TeXShop 5.24 – TeX front-end.

TeXShop is a TeX previewer for OS X, written in Cocoa. Since PDF is a native file format on OS X, TeXShop uses “pdftex” and “pdflatex”; rather than “tex” and “latex” to typeset; these programs in the standard teTeX distribution of TeX produce PDF output instead of DVI output.

TeXShop uses TeX Live, a standard distribution of Tex programs maintained by the TeX Users Group (TUG) for Mac OS X, Windows, Linux, and various other Unix machines. The distribution includes tex, latex, dvips, tex fonts, cyrillic fonts, and virtually all other programs and supporting files commonly used in the TeX world. The most recent version of this distribution is maintained for the Mac by the MacTeX TeXnical Working Group of the TeX Users Group and available under the “Obtaining” tab.

The latest TeXShop release, version 3, requires System 10.7 (Lion). An earlier version of TeXShop, version 2, is also maintained and requires System 10.4 (Tiger), although System 10.5 (Leopard) is strongly recommended because it fixes several important bugs in Apple’s PDFKit code, extensively used in TeXShop. Users with systems 10.2 or 10.3 should use TeXShop 1.43, and users with systems 10.0 and 10.1 should use TeXShop 1.19. Both of these versions are available on this site.

TeXShop is distributed under the GPL public license, and thus free.

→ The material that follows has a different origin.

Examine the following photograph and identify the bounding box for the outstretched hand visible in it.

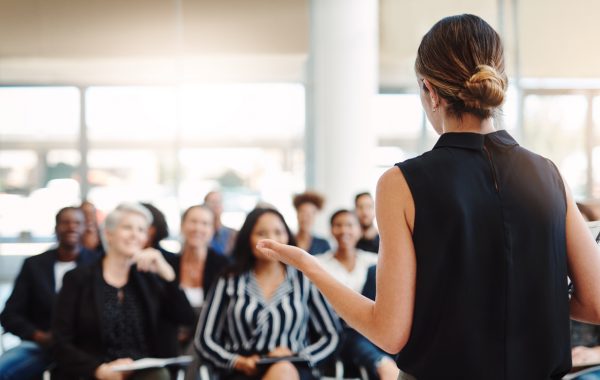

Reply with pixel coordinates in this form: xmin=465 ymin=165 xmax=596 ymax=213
xmin=256 ymin=239 xmax=315 ymax=271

After a document is typeset, the new pdf file is loaded into the Preview Window, replacing the old version. This pdf must be scrolled to the exact spot shown before typesetting, so only edited items change and the document does not slowly creep up and down, or abruptly shift. Apple’s PDFKit routines do not have a call making this task easy, so improving preview behavior has been a constant struggle over the years. In the last versions of TeXShop (in multipage and double multipage display modes) the image was very stable unless only a small portion of the upper page was shown and most of the screen displayed the following page. In that case, after typesetting the lower page jumped to fill the entire window. It was possible to predict exactly when this jump would occur. Slowly scroll the Preview window while looking at the “Page Number” item in the tool bar. When only about 1/3 of the top page is visible, the page number will suddenly jump to the next page. After that, typesetting will cause the undesirable jump. This problem is fixed in TeXShop 5.24. I do not know exactly why my fix works, but several users have confirmed that it does. Don’t look a gift horse in the mouth. Incidentally, large changes made in the beginning of a document before it was scrolled to the current position and then typeset cause jumps which are unavoidable. This typically happens if a document has a table of contents. If a user kills the aux file and then typesets, the table of contents will vanish and the typeset document will jump ahead by several pages. Typesetting again creates the table of contents and the document jumps back to the expected place.
When the TeXShop icon is in the dock and TeXShop is running, holding the mouse button down over the program icon brings up a contextual menu listing several possible actions. This menu is created by Apple with no TeXShop code involved. But it is possible for programmers to add items to the menu, and some Apple programs like TextEdit add a “New Document” item. So does TeXShop in version 5.24.
TeXShop now contains latexmk version 4.82 by John Collins. Latexmk is also in TeX Live, and TeXShop will use that copy if it is available. Otherwise TeXShop will default to its internal copy of latexmk.